Sindicalista defende a divulgação da informação sobre Covid-19 em línguas nacionais

A ideia é dar respostas às reclamações das autoridades tradicionais e de activistas cívicos que defendem mais e maior divulgação da mensagem nas zonas rurais

O secretário-geral do Sindicato dos Jornalistas Angolanos (SJA), Teixeira Cândido, considera que, neste período de estado de emergência nacional, os órgãos de comunicação social devem intensificar a comunicação nas diferentes línguas locais, de modo a que a mensagem possa também chegar à população que vive nas áreas mais recônditas do país.

O sindicalista falou a OPAÍS quando instado a avaliar o desempenho da classe jornalística nesta fase em que Angola vive em estado de emergência nacional, decretado pelo Presidente da República,
João Lourenço, para travar o novo Coronavírus (Covid-19). Sobre o desempenho dos jornalistas, o Teixeira Cândido manifestou-se satisfeito, pelo facto de, além do seu papel de divulgar os factos, estarem também envolvidos em campanhas de sensibilização e prevenção contra a disseminação desta pandemia.

Teixeira Cândido considerou que os jornalistas estão a cumprir o seu papel na divulgação de informação oficial da comissão multissetorial e ao mesmo tempo transmitem sobre “o cumprimento ou incumprimento do estado de emergência”, decretado a 23 de Março. Lamentou o facto de a comunicação de prevenção não estar a chegar às áreas mais recônditas do país, recordando ser um velho problema que persiste há vários anos. “A Rádio Nacional de Angola passa duas ou três vezes para cada uma das línguas faladas. Mas não é o suficiente”, disse, reforçando que não se trata apenas da a informação sobre o Covid-19, mas também de outros factos, sendo este um direito constitucional.

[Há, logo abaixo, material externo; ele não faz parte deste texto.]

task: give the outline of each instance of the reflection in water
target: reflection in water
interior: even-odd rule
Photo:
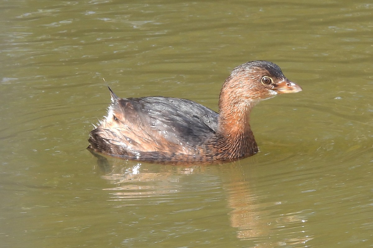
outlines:
[[[275,212],[278,211],[277,209],[268,209],[281,203],[258,203],[260,197],[250,192],[250,187],[247,182],[233,182],[225,186],[228,193],[228,205],[233,209],[229,214],[231,225],[238,229],[237,236],[239,239],[261,240],[264,242],[261,247],[265,247],[303,244],[312,239],[304,233],[306,232],[303,230],[294,232],[298,233],[295,236],[299,237],[280,241],[275,239],[272,241],[267,239],[267,237],[276,235],[272,233],[285,226],[288,229],[289,225],[294,225],[296,228],[300,226],[304,227],[307,217],[297,213],[276,215]]]
[[[277,206],[281,202],[261,202],[266,199],[266,196],[258,196],[253,191],[238,163],[219,167],[149,165],[136,162],[126,164],[120,160],[110,160],[109,162],[101,155],[93,154],[98,158],[100,169],[106,173],[102,177],[115,185],[104,190],[110,192],[110,200],[120,202],[116,207],[136,205],[137,201],[151,197],[153,197],[147,202],[149,205],[172,201],[175,203],[174,200],[178,195],[175,194],[173,197],[170,195],[183,190],[181,182],[186,175],[213,173],[222,175],[214,176],[218,181],[212,184],[209,182],[210,187],[216,187],[223,183],[228,206],[232,209],[229,213],[230,225],[236,229],[236,236],[239,239],[251,240],[256,246],[262,247],[297,244],[305,247],[308,246],[304,244],[313,238],[305,226],[308,216],[302,213],[279,214],[281,208]],[[223,173],[218,171],[222,168]],[[290,234],[279,236],[279,233],[289,230],[292,230]]]

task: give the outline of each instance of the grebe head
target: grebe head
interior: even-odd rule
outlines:
[[[276,64],[261,60],[251,61],[232,71],[220,93],[221,98],[227,99],[220,100],[247,105],[278,94],[301,90],[300,86],[285,77]]]

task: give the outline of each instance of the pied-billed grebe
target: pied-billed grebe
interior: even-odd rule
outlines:
[[[232,161],[257,153],[251,109],[260,100],[302,90],[278,66],[263,61],[233,69],[220,93],[219,114],[190,100],[120,98],[109,89],[107,115],[91,132],[88,148],[122,158],[173,164]]]

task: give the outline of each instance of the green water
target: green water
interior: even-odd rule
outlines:
[[[0,3],[2,247],[373,246],[373,4],[127,1]],[[181,167],[85,149],[106,86],[216,110],[255,59],[303,88],[256,107],[255,156]]]

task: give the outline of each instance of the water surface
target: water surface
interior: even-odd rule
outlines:
[[[372,247],[372,10],[367,1],[3,1],[3,247]],[[86,150],[106,86],[216,110],[230,71],[255,59],[303,88],[256,107],[255,156],[181,167]]]

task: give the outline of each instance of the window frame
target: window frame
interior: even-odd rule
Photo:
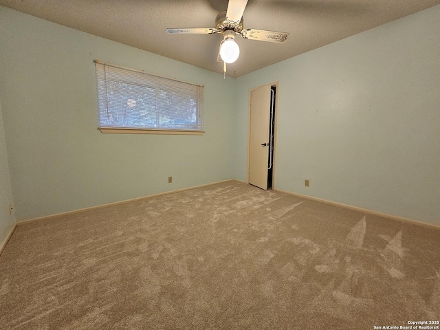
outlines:
[[[170,135],[179,134],[179,135],[201,135],[205,133],[204,120],[203,120],[203,117],[204,117],[204,104],[203,104],[204,96],[203,94],[204,94],[204,88],[205,87],[204,85],[195,84],[193,82],[188,82],[186,81],[183,81],[183,80],[177,80],[175,78],[165,77],[165,76],[160,76],[157,74],[153,74],[146,72],[144,70],[139,70],[136,69],[132,69],[130,67],[107,63],[105,62],[100,61],[99,60],[94,60],[94,62],[95,63],[95,75],[96,75],[96,105],[97,105],[98,117],[98,129],[99,129],[101,131],[101,133],[119,133],[119,134],[170,134]],[[177,83],[182,83],[188,85],[194,85],[197,87],[201,87],[201,96],[200,97],[198,96],[198,98],[198,98],[197,100],[198,108],[197,111],[197,113],[198,116],[197,124],[195,124],[194,126],[201,126],[201,129],[185,129],[169,128],[169,127],[164,127],[164,128],[144,127],[144,127],[129,127],[129,126],[126,127],[126,126],[101,126],[100,116],[102,113],[101,112],[102,104],[100,104],[100,101],[102,98],[102,96],[104,96],[104,98],[107,99],[107,91],[105,93],[105,95],[104,96],[100,95],[100,93],[102,93],[102,92],[100,92],[99,91],[99,86],[100,86],[100,82],[107,84],[108,81],[105,78],[102,80],[100,80],[100,78],[98,78],[98,65],[104,66],[104,67],[102,68],[104,69],[105,69],[105,66],[108,66],[108,67],[115,67],[115,68],[122,69],[122,70],[126,70],[126,72],[133,72],[134,74],[139,74],[139,73],[145,74],[148,77],[151,78],[152,79],[160,78],[164,80],[172,80],[173,82],[176,82]],[[113,80],[109,80],[109,81],[113,81]],[[155,90],[160,91],[160,89],[157,89],[157,87],[155,87]],[[155,109],[155,111],[158,111],[159,110],[157,109]],[[191,125],[189,125],[189,126],[191,126]]]

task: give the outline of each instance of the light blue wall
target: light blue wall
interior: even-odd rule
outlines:
[[[5,130],[0,104],[0,247],[15,223],[14,214],[9,212],[9,204],[13,204],[11,179],[8,164]]]
[[[18,221],[232,177],[232,78],[1,6],[0,45]],[[206,133],[101,133],[94,59],[205,85]]]
[[[440,6],[223,80],[0,6],[16,218],[245,180],[248,91],[278,81],[277,188],[439,224],[439,19]],[[206,133],[100,133],[95,58],[204,84]]]
[[[440,6],[237,78],[238,179],[248,91],[275,81],[276,188],[440,225]]]

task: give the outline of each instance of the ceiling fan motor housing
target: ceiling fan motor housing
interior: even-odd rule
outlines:
[[[226,18],[226,12],[222,12],[215,18],[215,28],[219,32],[232,30],[236,33],[241,33],[243,30],[243,17],[239,23],[232,22]]]

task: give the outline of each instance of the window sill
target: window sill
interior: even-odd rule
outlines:
[[[204,131],[179,131],[172,129],[108,129],[99,128],[101,133],[116,134],[180,134],[189,135],[203,135]]]

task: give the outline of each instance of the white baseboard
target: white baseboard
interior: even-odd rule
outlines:
[[[113,203],[109,203],[109,204],[107,204],[98,205],[96,206],[91,206],[89,208],[80,208],[79,210],[72,210],[72,211],[63,212],[61,212],[61,213],[56,213],[55,214],[46,215],[46,216],[44,216],[44,217],[39,217],[38,218],[29,219],[25,219],[25,220],[17,220],[16,224],[17,224],[17,226],[20,226],[21,224],[28,223],[29,222],[39,221],[41,220],[44,220],[44,219],[46,219],[55,218],[55,217],[60,217],[61,215],[73,214],[75,214],[75,213],[80,213],[82,212],[86,212],[86,211],[90,211],[90,210],[97,210],[97,209],[99,209],[99,208],[107,208],[108,206],[113,206],[119,205],[119,204],[124,204],[126,203],[130,203],[131,201],[140,201],[142,199],[148,199],[148,198],[157,197],[158,196],[162,196],[164,195],[173,194],[174,192],[179,192],[181,191],[189,190],[190,189],[195,189],[195,188],[197,188],[206,187],[206,186],[212,186],[214,184],[221,184],[222,182],[228,182],[229,181],[234,181],[234,179],[229,179],[228,180],[218,181],[217,182],[212,182],[212,183],[210,183],[210,184],[201,184],[200,186],[195,186],[193,187],[190,187],[190,188],[183,188],[182,189],[177,189],[175,190],[166,191],[165,192],[159,192],[157,194],[149,195],[148,196],[144,196],[142,197],[133,198],[133,199],[126,199],[125,201],[115,201]]]
[[[337,203],[336,201],[327,201],[327,199],[322,199],[320,198],[312,197],[311,196],[307,196],[307,195],[301,195],[297,194],[296,192],[292,192],[287,190],[283,190],[283,189],[278,189],[273,188],[273,190],[279,191],[280,192],[283,192],[287,195],[292,195],[294,196],[296,196],[301,198],[305,198],[306,199],[311,199],[312,201],[320,201],[322,203],[325,203],[327,204],[334,205],[335,206],[339,206],[344,208],[347,208],[349,210],[352,210],[353,211],[362,212],[362,213],[366,213],[371,215],[377,215],[378,217],[383,217],[384,218],[392,219],[393,220],[398,220],[399,221],[406,222],[408,223],[412,223],[414,225],[423,226],[424,227],[428,227],[431,229],[437,229],[440,230],[440,225],[434,225],[433,223],[428,223],[426,222],[419,221],[417,220],[413,220],[411,219],[402,218],[402,217],[396,217],[395,215],[387,214],[386,213],[381,213],[380,212],[372,211],[371,210],[367,210],[366,208],[358,208],[356,206],[352,206],[351,205],[343,204],[342,203]]]
[[[9,233],[6,236],[6,238],[1,243],[1,244],[0,244],[0,256],[3,252],[3,250],[5,250],[5,248],[6,247],[6,244],[8,244],[8,242],[9,241],[9,239],[11,238],[11,236],[12,236],[12,234],[14,233],[14,230],[15,230],[16,228],[16,223],[14,223],[14,226],[12,226],[11,230],[9,231]]]

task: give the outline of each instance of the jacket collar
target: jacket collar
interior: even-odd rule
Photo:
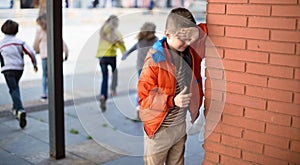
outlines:
[[[152,49],[154,49],[156,52],[152,55],[152,59],[154,63],[162,62],[167,60],[166,54],[164,52],[163,42],[166,41],[167,38],[163,37],[160,40],[157,40],[154,45],[152,46]]]

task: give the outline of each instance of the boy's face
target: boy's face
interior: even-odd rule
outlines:
[[[177,36],[168,31],[165,32],[165,35],[167,37],[168,45],[176,51],[183,52],[189,46],[187,42],[180,40]]]

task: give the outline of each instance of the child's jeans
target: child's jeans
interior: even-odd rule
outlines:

O responsável defendeu a intensificação da comunicação em todas as línguas nacionais neste período em que o mundo, e o país em particular, está a viver um momento difícil, decorrente desta doença que continua a fazer vítimas mortais em todo o planeta. “O que entendemos é que se deve intensificar a comunicação nas diferentes línguas locais, dedicar mais tempo, de modo que a mensagem possa também chegar àquela população que vive nas áreas mais recônditas do país”, insistiu o sindicalista.

Comportamento dos jornalistas nas redes sociais

Questionado sobre o comportamento das redes sociais, Teixeira Cândido espera que os jornalistas continuem a ser um espelho para a sociedade no que à informação diz respeito. “Quer estejamos na condição de jornalistas, quer estejamos na condição de cidadão que expressa uma determinada opinião”, aconselhou, reforçando que os jornalistas não devem combater a existência das mesmas, “porque elas não são inimigas de ninguém”.

Sublinhou que as redes sociais “têm a sua utilidade, são benéficas, podem dar muitas pistas”, mas alertou que não se deve deixar cair por tudo o que nelas aparece, pelo que aconselha a classe jornalística a continuar a fazer o seu trabalho “com isenção e rigor”, na perspectiva de que a sociedade esteja informada e possa prevenir-se do Covid-19.